Bancada do agronegócio avança sobre leis de proteção e ameaça o futuro dos biomas brasileiros em benefício de poucos latifundiários.
Por: Marília Azevêdo
Jornalista e defensora de direitos sociais
| Estão entregando nossas riquezas para os grandes latifundiários. |
A medida
mais escandalosa é a que tenta amordaçar a fiscalização por satélite. Imagine
você que agora, para multar um desmatador, o governo precisa 'avisar' o
proprietário antes. É o mesmo que a polícia ligar para o assaltante dizendo que
está chegando para uma revista. Isso não é lei, é um salvo-conduto para a
grilagem de terras. O Brasil é um país continental e, sem o monitoramento
remoto e eficaz, o crime ambiental vai correr solto nas barbas da autoridade,
premiando quem invade terras públicas e desmata ilegalmente para expandir seus
lucros individuais à custa do patrimônio coletivo.
Mas o
apetite dessa elite não parou por aí. Eles querem permitir o desmatamento de
campos naturais no Pampa e no Pantanal, biomas que já estão em agonia. Para
piorar, decidiram que quem deve cuidar das espécies em extinção não é mais o
Ministério do Meio Ambiente, mas sim o Ministério da Agricultura. É
literalmente colocar a raposa para cuidar do galinheiro. Como podemos esperar
que um ministério focado em produção em larga escala e exportação tenha o mesmo
rigor para proteger uma planta ou um animal que atrapalha o avanço de uma
plantação de soja? A resposta é óbvia: não haverá proteção, apenas exploração.
A redução da
Floresta Nacional do Jamanxim para uma simples Área de Proteção Ambiental (APA)

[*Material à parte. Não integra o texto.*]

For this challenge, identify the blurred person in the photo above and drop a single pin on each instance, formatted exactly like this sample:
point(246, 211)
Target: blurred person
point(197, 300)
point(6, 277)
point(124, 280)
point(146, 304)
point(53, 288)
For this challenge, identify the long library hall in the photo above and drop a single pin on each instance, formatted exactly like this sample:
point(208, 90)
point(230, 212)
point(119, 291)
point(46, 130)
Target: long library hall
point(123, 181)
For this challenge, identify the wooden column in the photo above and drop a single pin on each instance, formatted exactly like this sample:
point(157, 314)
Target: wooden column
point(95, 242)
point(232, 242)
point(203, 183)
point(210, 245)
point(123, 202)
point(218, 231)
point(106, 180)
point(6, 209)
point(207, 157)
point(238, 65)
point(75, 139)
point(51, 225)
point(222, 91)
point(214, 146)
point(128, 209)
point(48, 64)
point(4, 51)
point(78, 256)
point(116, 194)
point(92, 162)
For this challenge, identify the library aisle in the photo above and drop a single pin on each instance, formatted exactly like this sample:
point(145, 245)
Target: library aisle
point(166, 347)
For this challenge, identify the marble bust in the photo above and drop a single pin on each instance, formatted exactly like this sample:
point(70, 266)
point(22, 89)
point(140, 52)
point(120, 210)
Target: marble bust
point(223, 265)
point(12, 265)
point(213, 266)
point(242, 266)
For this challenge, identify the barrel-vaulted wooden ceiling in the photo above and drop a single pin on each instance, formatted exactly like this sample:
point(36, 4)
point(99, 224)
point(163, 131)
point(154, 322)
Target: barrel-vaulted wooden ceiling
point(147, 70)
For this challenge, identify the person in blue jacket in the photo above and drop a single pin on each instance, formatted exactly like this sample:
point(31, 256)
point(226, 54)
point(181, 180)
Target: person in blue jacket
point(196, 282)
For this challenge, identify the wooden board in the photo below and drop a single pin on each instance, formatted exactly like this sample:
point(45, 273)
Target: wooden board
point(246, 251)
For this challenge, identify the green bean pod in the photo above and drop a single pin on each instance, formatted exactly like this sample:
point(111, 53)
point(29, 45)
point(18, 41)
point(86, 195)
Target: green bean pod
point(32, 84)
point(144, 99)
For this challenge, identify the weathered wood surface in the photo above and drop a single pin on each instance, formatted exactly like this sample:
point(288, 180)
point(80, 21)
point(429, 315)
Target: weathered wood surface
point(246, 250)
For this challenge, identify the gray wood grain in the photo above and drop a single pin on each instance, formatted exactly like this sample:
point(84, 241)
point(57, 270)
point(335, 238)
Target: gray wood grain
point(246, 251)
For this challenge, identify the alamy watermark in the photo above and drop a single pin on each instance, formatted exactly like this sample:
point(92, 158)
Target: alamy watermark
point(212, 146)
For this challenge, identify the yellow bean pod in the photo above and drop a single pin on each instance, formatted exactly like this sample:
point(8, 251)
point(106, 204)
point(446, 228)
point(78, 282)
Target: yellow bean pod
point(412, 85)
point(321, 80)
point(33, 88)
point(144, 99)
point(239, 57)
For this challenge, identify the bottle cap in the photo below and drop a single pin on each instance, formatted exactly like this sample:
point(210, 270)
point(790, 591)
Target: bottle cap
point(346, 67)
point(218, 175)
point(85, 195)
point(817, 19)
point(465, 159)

é outro crime anunciado. Na prática, isso retira camadas de segurança jurídica
que impediam a invasão e o desmatamento desenfreado naquela região. O que vemos
em Brasília é um parlamento que trabalha como um escritório de advocacia para
latifundiários e grandes empresários do campo. Enquanto eles ganham isenções e
leis sob medida, o povo lá na ponta sofre com a falta de água, com as secas
severas e com o aumento do preço dos alimentos causado pelo desequilíbrio
climático que essas mesmas leis provocam.
Não podemos aceitar que o futuro dos nossos filhos seja vendido em mesas de negociação obscuras no Congresso Nacional. É fundamental que a população entenda que o meio ambiente não é um tema isolado, mas uma questão de sobrevivência e de economia popular. Quem paga o preço da destruição é a gente, em São Luís, no interior do Maranhão ou em qualquer periferia do Brasil. O poder de mudança está na nossa mão, no acompanhamento rigoroso de como cada deputado vota. Se eles votam contra a nossa terra e o nosso futuro, não podem ter o nosso voto na próxima eleição.
A solução passa pela transparência absoluta e pela pressão popular organizada. Precisamos exigir a criação de um 'Placar da Destruição' permanente, onde cada cidadão possa ver quem são os políticos que estão rifando nossos biomas. Além disso, é urgente fortalecer os conselhos populares e as organizações de base para cobrar que o Executivo use seu poder de veto contra esses absurdos. A política só serve se for para atender as necessidades de quem realmente precisa, e não para aumentar o cofre de quem já tem quase tudo.